First up on my list of book recommendations (which also make great gift suggestions) are two from a man a friend calls “the conscience of evangelicalism,” Phillip Yancey. I personally have never read a Yancey book that did not challenge and/or teach me greatly. These are two of his best.
Concerning Disappointment with God, one reviewer said, “This is, hands down, the best treatment on the subject of the problem of pain that I have ever read. Yancey uses the book of Job in a way that many of us may never have seen to present God’s case. He gives gentle answers; very important and human answers to these very human questions and hurts. He doesn’t pretend to know all the answers and he refuses to give any canned or cliched replies. But he does give his best, and his best is remarkably worthy.”

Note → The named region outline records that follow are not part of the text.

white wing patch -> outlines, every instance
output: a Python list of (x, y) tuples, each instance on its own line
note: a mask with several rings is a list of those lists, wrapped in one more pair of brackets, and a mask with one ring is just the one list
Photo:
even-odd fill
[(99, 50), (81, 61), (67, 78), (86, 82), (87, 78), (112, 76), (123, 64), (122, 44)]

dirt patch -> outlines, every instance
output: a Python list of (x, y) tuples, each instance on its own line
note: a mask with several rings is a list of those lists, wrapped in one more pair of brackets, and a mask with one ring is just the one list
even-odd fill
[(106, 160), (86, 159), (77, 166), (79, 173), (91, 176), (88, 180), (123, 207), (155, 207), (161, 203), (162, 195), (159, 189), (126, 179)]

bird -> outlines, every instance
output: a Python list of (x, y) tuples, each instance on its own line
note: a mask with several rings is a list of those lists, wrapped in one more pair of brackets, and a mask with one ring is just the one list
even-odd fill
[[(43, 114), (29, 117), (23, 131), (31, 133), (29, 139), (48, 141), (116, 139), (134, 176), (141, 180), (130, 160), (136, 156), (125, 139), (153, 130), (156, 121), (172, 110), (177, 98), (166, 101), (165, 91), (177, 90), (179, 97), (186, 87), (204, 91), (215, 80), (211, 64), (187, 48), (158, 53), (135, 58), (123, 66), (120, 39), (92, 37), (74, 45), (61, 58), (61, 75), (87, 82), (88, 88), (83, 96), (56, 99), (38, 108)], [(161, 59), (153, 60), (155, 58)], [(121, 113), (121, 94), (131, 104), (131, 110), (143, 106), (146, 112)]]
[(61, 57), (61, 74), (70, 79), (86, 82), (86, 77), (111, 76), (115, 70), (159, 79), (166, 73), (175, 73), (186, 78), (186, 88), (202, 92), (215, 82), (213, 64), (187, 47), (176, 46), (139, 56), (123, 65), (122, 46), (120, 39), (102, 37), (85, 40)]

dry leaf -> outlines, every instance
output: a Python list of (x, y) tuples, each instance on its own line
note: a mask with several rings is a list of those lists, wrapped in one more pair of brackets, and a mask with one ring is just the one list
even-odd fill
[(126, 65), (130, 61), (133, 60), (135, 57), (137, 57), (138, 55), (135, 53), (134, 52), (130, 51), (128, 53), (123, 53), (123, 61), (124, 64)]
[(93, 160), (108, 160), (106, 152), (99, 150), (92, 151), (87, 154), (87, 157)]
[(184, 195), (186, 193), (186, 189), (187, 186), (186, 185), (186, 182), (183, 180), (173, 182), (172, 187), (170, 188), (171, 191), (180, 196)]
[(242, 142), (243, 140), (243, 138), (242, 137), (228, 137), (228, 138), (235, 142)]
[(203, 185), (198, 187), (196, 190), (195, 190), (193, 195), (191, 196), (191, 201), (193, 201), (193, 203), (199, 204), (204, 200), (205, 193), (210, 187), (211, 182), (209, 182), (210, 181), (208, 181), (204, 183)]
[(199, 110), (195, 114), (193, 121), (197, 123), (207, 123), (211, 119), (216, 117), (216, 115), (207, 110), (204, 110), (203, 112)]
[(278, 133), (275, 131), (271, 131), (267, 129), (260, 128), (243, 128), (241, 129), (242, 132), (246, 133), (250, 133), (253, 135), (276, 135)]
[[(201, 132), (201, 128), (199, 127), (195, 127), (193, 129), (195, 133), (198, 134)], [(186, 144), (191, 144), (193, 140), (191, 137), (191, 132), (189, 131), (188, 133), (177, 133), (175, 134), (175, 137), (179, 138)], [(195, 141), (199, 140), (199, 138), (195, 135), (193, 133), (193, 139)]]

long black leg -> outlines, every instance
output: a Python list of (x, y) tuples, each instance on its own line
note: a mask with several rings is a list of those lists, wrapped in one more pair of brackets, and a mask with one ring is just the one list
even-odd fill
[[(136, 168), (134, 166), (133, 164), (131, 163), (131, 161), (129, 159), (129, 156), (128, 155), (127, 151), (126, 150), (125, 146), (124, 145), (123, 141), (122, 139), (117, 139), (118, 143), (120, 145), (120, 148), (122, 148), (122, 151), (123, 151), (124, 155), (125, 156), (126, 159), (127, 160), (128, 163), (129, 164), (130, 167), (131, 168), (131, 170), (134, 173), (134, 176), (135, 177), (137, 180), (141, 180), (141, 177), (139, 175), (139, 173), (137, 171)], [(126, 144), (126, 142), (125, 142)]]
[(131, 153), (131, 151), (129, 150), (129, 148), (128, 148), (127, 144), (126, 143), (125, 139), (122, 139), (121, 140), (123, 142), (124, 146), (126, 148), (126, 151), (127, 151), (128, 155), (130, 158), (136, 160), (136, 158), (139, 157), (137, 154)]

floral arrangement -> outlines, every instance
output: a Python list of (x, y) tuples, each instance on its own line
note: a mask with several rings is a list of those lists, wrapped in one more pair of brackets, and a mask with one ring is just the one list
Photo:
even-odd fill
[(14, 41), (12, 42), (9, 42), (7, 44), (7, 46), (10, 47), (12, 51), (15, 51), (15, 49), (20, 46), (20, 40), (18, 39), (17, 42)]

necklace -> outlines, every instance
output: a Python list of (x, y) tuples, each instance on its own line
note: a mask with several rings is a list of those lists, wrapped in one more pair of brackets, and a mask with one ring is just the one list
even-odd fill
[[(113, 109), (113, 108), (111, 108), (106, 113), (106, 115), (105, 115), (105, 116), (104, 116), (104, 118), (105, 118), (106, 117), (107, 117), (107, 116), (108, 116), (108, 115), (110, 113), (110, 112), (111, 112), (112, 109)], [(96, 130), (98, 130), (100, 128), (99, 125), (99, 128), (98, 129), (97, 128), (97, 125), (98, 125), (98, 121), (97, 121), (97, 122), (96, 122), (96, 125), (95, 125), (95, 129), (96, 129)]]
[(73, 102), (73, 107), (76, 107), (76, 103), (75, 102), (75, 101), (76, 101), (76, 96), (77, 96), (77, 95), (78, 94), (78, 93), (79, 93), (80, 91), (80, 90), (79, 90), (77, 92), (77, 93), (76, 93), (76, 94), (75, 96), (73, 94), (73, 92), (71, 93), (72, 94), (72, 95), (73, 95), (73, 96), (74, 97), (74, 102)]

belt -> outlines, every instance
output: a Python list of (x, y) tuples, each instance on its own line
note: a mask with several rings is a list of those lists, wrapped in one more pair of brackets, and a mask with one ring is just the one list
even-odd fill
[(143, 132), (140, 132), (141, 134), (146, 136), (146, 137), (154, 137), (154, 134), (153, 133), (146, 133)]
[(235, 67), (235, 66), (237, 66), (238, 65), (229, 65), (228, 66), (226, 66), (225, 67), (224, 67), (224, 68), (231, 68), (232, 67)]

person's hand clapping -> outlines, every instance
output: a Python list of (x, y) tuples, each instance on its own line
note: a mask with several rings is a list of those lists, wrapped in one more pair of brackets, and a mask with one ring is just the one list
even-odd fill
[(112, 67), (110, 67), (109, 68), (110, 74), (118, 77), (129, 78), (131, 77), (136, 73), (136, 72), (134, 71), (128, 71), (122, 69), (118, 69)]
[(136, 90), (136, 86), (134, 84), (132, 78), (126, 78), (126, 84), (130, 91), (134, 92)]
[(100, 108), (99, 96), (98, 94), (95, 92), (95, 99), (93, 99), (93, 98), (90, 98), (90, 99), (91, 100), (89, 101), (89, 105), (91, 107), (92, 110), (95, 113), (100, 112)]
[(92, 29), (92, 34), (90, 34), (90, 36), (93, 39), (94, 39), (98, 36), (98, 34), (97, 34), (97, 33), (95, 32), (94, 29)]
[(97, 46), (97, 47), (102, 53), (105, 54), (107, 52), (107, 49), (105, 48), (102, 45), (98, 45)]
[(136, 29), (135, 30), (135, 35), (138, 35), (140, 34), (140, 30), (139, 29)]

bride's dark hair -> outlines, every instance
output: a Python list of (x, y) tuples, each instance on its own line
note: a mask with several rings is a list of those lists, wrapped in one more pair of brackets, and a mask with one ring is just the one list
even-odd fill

Another reviewer writes about a second Yancey award winner, The Jesus I Never Knew: “In The Jesus I Never Knew, Yancey explores the life of Jesus, as he explains, ‘”from below,” to grasp as best I can what it must have been like to observe in person the extraordinary events unfolding in Galilee and Judea’ as Jesus traveled and taught. Yancey examines three fundamental questions: who Jesus was, why he came, and what he left behind. Step by step, scene by scene, Yancey probes the culture into which Jesus was born and grew to adulthood; his character and mission; his teachings and miracles; his legacy–not just as history has told it, but as he himself intended it to be.”